Some updates on my experiments. I'm mostly in a statistical gathering stage where my test data is "all-nrom.chr".
Initial tests found that matching from 64 bytes back performs marginally better then 128 bytes back. I guess that's because it's the size of a metatile (4 tiles). From that I decided that the block and window size will be 64, and as you said, 64 bytes is also the size of an attribute table.
Organizing the data so that all the first planes gets decoded before any of the second planes do, could help with reducing the number of bytes taken up by "duplicate plane" commands. but I'm still trying to find the best way to code that.
Out of the various match distances I tried, 2 bytes back did not perform as well as I hoped (I wanted it for the dithering cases).

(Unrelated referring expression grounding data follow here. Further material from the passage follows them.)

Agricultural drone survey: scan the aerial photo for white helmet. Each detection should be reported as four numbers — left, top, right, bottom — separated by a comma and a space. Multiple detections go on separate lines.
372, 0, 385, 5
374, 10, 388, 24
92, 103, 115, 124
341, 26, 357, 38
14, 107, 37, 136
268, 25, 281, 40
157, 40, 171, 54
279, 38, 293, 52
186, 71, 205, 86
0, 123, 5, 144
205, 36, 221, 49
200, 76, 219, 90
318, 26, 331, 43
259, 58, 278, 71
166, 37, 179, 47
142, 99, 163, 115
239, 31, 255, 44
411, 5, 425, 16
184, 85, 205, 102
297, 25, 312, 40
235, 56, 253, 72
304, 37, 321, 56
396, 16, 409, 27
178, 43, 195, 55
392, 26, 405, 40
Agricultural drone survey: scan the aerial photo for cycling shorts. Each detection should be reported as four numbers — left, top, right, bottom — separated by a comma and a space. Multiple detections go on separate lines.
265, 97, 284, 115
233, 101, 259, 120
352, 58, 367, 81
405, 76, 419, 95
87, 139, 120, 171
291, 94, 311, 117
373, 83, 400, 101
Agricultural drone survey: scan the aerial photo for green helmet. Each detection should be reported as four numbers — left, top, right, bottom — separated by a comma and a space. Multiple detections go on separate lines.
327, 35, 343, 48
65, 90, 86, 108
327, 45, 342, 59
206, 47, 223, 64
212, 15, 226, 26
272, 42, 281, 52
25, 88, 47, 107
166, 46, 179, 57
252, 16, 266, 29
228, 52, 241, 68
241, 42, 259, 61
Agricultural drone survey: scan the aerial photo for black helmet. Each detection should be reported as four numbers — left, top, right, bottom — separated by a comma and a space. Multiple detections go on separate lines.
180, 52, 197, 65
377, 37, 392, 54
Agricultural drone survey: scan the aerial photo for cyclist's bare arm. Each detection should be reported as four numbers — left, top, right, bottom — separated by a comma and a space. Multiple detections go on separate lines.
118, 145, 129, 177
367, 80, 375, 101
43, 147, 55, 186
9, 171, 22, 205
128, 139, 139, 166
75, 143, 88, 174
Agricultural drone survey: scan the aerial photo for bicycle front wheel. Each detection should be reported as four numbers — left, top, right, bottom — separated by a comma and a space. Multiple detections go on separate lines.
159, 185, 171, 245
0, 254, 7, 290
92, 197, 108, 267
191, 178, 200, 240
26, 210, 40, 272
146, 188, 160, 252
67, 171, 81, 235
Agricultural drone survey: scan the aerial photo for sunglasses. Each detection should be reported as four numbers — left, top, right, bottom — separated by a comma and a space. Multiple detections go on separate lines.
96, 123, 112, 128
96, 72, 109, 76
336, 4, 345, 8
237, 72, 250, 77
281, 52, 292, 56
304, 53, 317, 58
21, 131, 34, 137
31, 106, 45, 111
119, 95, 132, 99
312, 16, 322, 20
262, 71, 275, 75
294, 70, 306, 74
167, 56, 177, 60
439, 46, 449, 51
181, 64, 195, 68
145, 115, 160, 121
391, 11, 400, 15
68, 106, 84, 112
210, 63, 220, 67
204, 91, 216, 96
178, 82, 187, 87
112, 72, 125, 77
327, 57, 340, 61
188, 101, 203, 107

However matching to an implied plane of all 0x00 far exceeded my expectations. I guess the reasons for so many 0x00 bytes interjected everywhere is because of monochrome tiles and sprite transparency.
I made up this simple scheme as a demonstration of that last finding:
ASL the control byte to get bit patten for the next 8 bytes.
this will force the last byte to be zero, but statistically that's ok for fonts and such.
0 = 0x00, 1 = read new byte
For each bit in the control byte
0 = use previous byte, 1 = read new byte
00 00 00 00 00 30 30 00 00 00 00 00 00 00 00 00
ff ff ff ff ff ff ff ff 00 00 00 00 00 00 00 ff
38 6c 6c 6c 6c 6c 38 00 38 00 00 00 00 00 38 00
Example output (with added indenting):
03 30 30
81 00 ff
c3 38 6c 38 00
41 38 38
Obviously this simple scheme is generally worst then pb53, *but* still happens to compress SMB1 and DABG better (to 5968 and 4746 bytes respectively). So I think this is a good start.
Note to admins: Is it ok to get the last three posts of this thread split into a new thread titled "Another attempt at CHR compression"?